Einfach „selbstgestrickt“ – das passt  schon! Oder  vielleicht doch nicht?




Dienstag, 24. November 2015


Fallobst - was unten liegt, ist nichts mehr wert

Was auf der Erde liegt ist schmutzig und nichts mehr wert. Was runterfällt, bleibt liegen. Salopp gesagt: „Tritt sich fest“. Sich danach zu bücken, ist nicht der Mühe wert. Herunter gefallene Früchte bleiben liegen und werden auf den Wegen zertreten oder auf der Fahrbahn von den Autoreifen zerquetscht.

Wie sich  doch  die Zeiten und die Ein-stellungen ändern? Aus meiner Kindheit kenne ich es noch, dass wir zu den Obst- wiesen gingen und die herunter gefallenen Äpfel aufgesucht haben. Ebenso lasen wir diese unter den Apfelbäumen am Straßen-rand auf. Die Angst vor den schädlichen Autoabgasen war in diesen Jahren noch nicht so groß, da der Straßenverkehr im Osten recht übersichtlich war. Nun, so ganz lecker wirkten die „Falläpfel“ nun wirklich  nicht. Oft waren sie madig und hatten faulige Flecken. Aber sie waren reif und saftig. Und das war ja auch der Grund dafür, dass wir sie körbeweise aufsammelten. Es ging doch gerade um den süßen Saft, natürlich hundert Prozent Frucht.

In unserem Dorf gab es eine kleine Mosterei. Dorthin wurden die Äpfel und andere Früchte gebracht, um daraus den köstlichen Most herstellen zu lassen. Zu den Abgabeterminen bildeten sich auf  der Dorfstraße regelrechte Schlangen parkender Fahrzeuge, beladen mit Eimern, Körben und Säcken voller Obst und dazu auch jede Menge leere Flaschen, in die später die fertigen Obstsäfte abgefüllt wurden.

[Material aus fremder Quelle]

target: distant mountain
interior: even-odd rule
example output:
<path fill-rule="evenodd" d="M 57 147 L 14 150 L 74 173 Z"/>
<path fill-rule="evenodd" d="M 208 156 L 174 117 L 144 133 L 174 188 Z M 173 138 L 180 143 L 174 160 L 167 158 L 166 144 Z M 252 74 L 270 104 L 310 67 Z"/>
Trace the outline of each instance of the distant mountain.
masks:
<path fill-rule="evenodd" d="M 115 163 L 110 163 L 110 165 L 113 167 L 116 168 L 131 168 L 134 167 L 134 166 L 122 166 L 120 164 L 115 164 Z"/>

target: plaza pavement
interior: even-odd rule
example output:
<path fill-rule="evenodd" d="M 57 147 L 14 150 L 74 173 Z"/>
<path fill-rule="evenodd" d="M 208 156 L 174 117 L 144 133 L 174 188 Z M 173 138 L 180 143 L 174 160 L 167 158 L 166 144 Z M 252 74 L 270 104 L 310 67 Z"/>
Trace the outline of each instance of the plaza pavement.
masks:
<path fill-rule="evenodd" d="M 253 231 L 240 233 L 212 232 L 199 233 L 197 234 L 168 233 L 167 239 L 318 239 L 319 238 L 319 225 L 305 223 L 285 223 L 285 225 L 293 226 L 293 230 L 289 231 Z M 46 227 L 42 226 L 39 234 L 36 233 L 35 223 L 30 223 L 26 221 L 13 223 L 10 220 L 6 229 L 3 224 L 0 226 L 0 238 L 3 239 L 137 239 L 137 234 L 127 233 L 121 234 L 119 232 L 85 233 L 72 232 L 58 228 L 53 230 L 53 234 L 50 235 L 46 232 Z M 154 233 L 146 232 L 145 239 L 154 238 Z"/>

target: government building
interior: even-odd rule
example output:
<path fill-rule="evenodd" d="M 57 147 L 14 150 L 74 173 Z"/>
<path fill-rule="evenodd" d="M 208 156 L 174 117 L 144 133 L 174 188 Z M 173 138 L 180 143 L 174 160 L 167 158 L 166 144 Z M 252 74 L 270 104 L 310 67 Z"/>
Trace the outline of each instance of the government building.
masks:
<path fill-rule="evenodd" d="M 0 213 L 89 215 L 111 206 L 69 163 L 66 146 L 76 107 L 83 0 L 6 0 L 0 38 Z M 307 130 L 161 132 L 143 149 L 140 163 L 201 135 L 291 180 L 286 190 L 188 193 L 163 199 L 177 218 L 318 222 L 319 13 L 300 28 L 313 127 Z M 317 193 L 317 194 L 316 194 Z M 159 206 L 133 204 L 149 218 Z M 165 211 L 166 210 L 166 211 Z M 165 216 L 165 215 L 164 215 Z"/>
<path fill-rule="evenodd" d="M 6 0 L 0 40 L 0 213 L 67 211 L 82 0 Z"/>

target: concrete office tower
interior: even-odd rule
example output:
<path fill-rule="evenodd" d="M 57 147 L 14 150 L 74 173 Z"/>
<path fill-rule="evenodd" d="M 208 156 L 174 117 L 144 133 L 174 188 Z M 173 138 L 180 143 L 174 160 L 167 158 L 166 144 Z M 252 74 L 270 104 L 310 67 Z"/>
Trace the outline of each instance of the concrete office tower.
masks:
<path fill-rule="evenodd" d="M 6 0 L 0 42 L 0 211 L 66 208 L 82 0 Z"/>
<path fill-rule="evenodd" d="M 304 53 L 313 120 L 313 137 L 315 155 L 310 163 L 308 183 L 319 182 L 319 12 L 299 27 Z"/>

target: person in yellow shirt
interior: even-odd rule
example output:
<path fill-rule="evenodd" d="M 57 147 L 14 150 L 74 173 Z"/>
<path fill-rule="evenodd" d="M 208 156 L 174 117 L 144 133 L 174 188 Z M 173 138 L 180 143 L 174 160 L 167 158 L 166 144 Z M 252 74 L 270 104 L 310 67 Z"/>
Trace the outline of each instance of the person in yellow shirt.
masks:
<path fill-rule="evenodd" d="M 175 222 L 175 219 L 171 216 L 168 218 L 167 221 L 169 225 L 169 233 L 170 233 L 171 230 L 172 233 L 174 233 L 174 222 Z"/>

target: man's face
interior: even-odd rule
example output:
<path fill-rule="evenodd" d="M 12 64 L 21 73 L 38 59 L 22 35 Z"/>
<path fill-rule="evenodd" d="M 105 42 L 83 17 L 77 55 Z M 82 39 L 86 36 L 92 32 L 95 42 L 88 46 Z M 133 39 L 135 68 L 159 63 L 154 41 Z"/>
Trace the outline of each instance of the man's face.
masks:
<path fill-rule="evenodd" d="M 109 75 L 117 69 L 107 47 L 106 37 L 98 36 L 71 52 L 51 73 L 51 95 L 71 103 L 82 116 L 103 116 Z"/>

Es stimmt also nicht immer: „Was unten liegt, taugt nichts.“ Vielleicht ist das auch nur so eine Ausrede für alle, die zu faul sind, sich zu bücken. Schließlich erfinden wir ja allzu häufig zur eigenen Entschuldigung die kreativsten Ausreden. Diese werden dann schnell zu handfesten Vorurteilen und zu gedankenlos übernommenen Klischees. „Was am Boden liegt, taugt zu nichts.“ 

Und das gilt dann auch für Menschen, die gefallen sind und buchstäblich am Boden liegen. Sie sind halt die Verlierer. Es ist ihr Fehler, dass sie dort gelandet sind. „Jeder ist schließlich seines Glückes Schmied.“ Sie ähneln den Falläpfeln, angeschlagen, dreckig und faul. Für die Gesellschaft wertlos. Wirklich?

Ist  das nicht manchmal auch unsere Sicht,  wenn  wir von solchen Menschen hören oder ihnen begegnen? Ihre Schicksale interessieren uns wenig, wir wenden lieber den Blick ab und gehen weiter. Wir haben schließlich unsere eigenen Sorgen. Die Versager, die von der Natur Benachteiligten, die wenig Gebildeten haben kaum noch Chancen. Die Nachfrage nach "Fallobst" ist eben sehr gering. Es gut aufzubereiten, ist mühsam und viel zu teuer. So vergammelt das Obst auf dem Boden und bestätigt wieder einmal die vorherrschende Meinung: „Was am Boden liegt, taugt zu nichts mehr, ist wertlos.“ Welch eine Verschwendung von Obst und anderen Lebensmitteln, die in unserem Lande, in dieser Wegwerfgesellschaft, einfach entsorgt werden und vergammeln.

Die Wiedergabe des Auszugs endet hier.